We are working on getting FDA approval, so we can get it insurance covered for everyone. But, at the same time, it's a blessing in disguise. A lot of sports communities are interested. Because of that, now we can go out as a normal fitness wearable, so that anyone can just purchase it out of pocket until we get the FDA approval as a medical device. Off the shelf, any of the wearables are not FDA regulated. They said as long as we don't market it as a medical device and we are just focusing on the fitness area, people can use it. The only difference we do now here is it's the same thing, but we don't allow users to put numbers below 92, so it's between the safe range. Users can set their own customer alert. We don't send data to their doctors from this app, but if they want, they can download the report and email their doctor on their own.

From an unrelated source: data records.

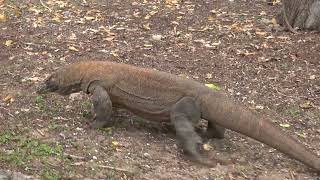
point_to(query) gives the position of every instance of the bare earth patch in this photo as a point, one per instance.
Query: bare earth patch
(230, 43)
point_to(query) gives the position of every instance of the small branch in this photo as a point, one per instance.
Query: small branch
(116, 169)
(45, 6)
(40, 132)
(73, 156)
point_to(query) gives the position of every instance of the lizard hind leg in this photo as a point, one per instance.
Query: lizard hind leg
(183, 116)
(102, 106)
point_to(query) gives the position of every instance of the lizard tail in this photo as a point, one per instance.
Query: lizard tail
(218, 109)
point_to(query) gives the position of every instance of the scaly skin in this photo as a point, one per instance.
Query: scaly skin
(161, 96)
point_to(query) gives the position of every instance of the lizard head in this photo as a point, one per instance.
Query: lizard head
(62, 82)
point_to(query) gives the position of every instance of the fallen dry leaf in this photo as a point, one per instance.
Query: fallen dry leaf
(8, 43)
(3, 18)
(73, 49)
(8, 99)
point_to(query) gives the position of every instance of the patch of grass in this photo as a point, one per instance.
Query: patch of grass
(6, 138)
(50, 174)
(15, 157)
(39, 100)
(20, 151)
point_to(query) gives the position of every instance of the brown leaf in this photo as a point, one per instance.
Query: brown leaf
(8, 99)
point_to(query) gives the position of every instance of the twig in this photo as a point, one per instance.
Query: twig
(116, 169)
(42, 3)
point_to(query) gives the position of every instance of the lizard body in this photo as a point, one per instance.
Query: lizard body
(161, 96)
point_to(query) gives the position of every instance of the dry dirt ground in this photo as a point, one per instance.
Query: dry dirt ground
(234, 44)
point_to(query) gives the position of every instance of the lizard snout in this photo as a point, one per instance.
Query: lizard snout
(46, 87)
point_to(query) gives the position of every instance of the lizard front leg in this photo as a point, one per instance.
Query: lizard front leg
(183, 114)
(215, 131)
(102, 106)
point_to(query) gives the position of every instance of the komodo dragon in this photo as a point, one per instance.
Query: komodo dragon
(161, 96)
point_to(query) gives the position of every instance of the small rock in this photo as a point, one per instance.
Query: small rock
(156, 37)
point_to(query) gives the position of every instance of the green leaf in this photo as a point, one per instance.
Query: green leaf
(213, 87)
(285, 125)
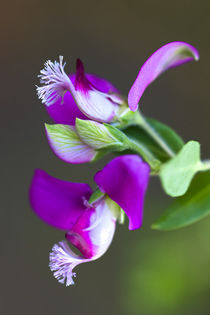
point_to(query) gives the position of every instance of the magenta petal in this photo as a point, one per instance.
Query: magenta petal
(65, 111)
(125, 180)
(171, 55)
(57, 202)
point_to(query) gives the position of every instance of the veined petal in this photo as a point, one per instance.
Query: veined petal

This version, we are going out like a Fitbit, like a normal wearable. People can just purchase it out of pocket. We got a lot of interest from patients. We even have about 50 who have signed up for beta testing. Because I did this initially for the PH community, we decided to give patients a 20% discount for the PH Global Summit. so they can place their pre-orders with the coupon “PHA2022” to receive a 20% discount till the end of this month. They will have the upper hand and they have a better discount to place their order and get it at the cheaper price than the rest of them.
I'm Shavini Fernando. I have two rare diseases, Eisenmenger’s and pulmonary arterial hypertension, so I'm very rare and I'm aware.